O discurso anti-imigração não é uma novidade que Ventura introduziu na direita portuguesa: Paulo Portas usou e abusou dele no seu mandato no CDS, Passos Coelho em 2017 já tinha condenado a nova lei da imigração por “deixar entrar toda a gente” e “pôr em risco a segurança dos portugueses”. Nada de novo. Na altura, também o PS o acusou de ser “xenófobo”. Passos não mudou, as pessoas é que se esqueceram.
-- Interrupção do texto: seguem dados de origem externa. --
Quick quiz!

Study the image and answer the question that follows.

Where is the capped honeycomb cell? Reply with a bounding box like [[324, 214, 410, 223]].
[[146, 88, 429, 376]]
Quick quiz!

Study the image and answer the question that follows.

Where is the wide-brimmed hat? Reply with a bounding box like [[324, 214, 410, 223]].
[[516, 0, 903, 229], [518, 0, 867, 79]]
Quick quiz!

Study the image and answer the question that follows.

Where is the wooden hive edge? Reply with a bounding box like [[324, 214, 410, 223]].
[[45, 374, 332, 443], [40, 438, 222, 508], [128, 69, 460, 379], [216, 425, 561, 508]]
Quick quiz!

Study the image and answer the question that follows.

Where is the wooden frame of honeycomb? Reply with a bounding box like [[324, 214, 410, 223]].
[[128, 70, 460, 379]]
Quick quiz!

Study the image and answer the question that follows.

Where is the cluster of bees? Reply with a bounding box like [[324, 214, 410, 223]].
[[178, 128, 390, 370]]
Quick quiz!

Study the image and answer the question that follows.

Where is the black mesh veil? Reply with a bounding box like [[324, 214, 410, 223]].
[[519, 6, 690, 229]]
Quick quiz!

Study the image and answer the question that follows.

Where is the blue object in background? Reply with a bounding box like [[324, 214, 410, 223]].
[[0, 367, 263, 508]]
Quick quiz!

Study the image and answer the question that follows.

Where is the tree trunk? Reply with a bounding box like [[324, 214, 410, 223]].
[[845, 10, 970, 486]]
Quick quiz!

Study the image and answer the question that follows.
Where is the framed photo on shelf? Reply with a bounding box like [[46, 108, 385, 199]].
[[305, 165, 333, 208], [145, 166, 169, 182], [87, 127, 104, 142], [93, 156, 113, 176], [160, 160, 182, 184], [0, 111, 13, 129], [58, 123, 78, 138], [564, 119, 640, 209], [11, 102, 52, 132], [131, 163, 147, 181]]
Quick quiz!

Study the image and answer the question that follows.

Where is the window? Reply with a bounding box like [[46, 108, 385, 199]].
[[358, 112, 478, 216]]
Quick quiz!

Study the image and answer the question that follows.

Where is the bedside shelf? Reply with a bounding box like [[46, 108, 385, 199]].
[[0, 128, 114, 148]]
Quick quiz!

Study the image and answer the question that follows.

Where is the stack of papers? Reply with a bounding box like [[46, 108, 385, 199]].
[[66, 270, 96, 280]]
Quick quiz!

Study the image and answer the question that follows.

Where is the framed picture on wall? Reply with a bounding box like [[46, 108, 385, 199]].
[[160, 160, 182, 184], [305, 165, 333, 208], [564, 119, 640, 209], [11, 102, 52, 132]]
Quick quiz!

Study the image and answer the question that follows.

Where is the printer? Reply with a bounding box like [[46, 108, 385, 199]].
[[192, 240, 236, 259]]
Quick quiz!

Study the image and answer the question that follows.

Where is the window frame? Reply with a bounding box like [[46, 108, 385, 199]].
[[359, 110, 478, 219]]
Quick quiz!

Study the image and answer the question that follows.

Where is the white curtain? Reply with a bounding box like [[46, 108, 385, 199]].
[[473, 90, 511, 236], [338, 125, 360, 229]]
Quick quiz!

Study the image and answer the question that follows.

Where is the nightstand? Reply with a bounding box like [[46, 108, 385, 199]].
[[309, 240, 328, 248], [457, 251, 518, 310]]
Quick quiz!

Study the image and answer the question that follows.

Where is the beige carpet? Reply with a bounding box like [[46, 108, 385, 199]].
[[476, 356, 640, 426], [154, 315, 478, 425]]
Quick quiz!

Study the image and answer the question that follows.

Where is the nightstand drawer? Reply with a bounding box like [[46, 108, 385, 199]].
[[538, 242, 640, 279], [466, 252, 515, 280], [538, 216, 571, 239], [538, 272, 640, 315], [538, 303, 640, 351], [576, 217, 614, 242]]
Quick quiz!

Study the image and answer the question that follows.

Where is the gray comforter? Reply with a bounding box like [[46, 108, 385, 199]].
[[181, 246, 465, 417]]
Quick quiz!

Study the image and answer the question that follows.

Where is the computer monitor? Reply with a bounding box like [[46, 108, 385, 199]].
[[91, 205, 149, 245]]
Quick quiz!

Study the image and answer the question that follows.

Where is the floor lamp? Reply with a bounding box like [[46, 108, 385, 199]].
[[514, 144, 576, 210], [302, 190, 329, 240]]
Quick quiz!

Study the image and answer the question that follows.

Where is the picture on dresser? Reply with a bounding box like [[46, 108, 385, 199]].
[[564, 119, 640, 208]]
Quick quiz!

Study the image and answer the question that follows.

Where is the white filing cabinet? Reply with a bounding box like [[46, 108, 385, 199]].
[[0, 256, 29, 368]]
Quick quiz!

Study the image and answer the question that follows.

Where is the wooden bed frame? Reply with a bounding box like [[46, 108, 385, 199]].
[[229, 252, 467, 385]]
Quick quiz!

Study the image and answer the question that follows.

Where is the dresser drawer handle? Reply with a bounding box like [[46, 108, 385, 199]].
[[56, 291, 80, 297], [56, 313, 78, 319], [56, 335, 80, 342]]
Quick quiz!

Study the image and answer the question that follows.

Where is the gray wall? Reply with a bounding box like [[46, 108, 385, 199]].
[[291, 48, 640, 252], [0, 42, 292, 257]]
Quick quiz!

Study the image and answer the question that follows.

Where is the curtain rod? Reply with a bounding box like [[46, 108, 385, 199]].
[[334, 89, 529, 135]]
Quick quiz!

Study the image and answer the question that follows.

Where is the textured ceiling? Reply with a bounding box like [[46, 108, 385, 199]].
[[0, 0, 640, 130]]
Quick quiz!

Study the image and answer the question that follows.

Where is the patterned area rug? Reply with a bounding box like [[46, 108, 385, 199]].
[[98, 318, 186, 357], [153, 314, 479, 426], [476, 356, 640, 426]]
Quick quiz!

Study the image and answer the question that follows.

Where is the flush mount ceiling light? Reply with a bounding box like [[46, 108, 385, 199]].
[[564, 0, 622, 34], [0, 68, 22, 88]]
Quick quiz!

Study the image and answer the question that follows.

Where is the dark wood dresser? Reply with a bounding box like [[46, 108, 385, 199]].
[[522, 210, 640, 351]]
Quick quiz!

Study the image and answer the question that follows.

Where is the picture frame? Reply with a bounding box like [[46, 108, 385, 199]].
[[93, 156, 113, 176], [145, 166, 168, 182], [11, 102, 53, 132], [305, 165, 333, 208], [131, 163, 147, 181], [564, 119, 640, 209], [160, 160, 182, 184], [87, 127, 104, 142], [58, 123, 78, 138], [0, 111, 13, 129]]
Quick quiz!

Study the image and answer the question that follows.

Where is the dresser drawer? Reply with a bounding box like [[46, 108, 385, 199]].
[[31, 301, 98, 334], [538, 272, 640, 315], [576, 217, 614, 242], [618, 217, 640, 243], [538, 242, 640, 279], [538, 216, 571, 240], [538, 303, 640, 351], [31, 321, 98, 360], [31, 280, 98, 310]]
As políticas de “igualdade de género” contra as quais Passos se insurgiu veladamente – “tem que haver liberdade para pensar nas escolas, os cidadãos têm que pensar com as suas próprias cabeças” - chamavam-se, no passado, descriminalização do aborto, casamento entre homossexuais, etc. A direita sempre foi contra (embora Passos Coelho fosse a favor da despenalização do aborto).

O que Passos Coelho foi explicar a Montenegro é que o discurso a que a esquerda chama “reaccionário” é do agrado de uma grande parte da direita e talvez possa diminuir a força do Chega. Mesmo que Montenegro não tenha gostado, e se preocupe com razão no impacto da entrada de Passos no voto dos pensionistas, alguns votos à direita Passos vai render-lhe.

A esquerda adorou a entrada de Passos na campanha porque acredita que a memória do governo da troika está viva e a imagem de Passos retira mais votos ao PSD e à direita do que dá. Ao recordar “o apoio que sempre sentiu” de Luís Montenegro quando era primeiro-ministro, Passos Coelho fez mais pela união do líder do PSD ao governo da troika do que muitos discursos de Pedro Nuno Santos, Mariana Mortágua, Paulo Raimundo ou Rui Tavares. Todos eles acabaram, mais directa ou indirectamente, por se congratular com o regresso da memória do governo que cortou salários e pensões.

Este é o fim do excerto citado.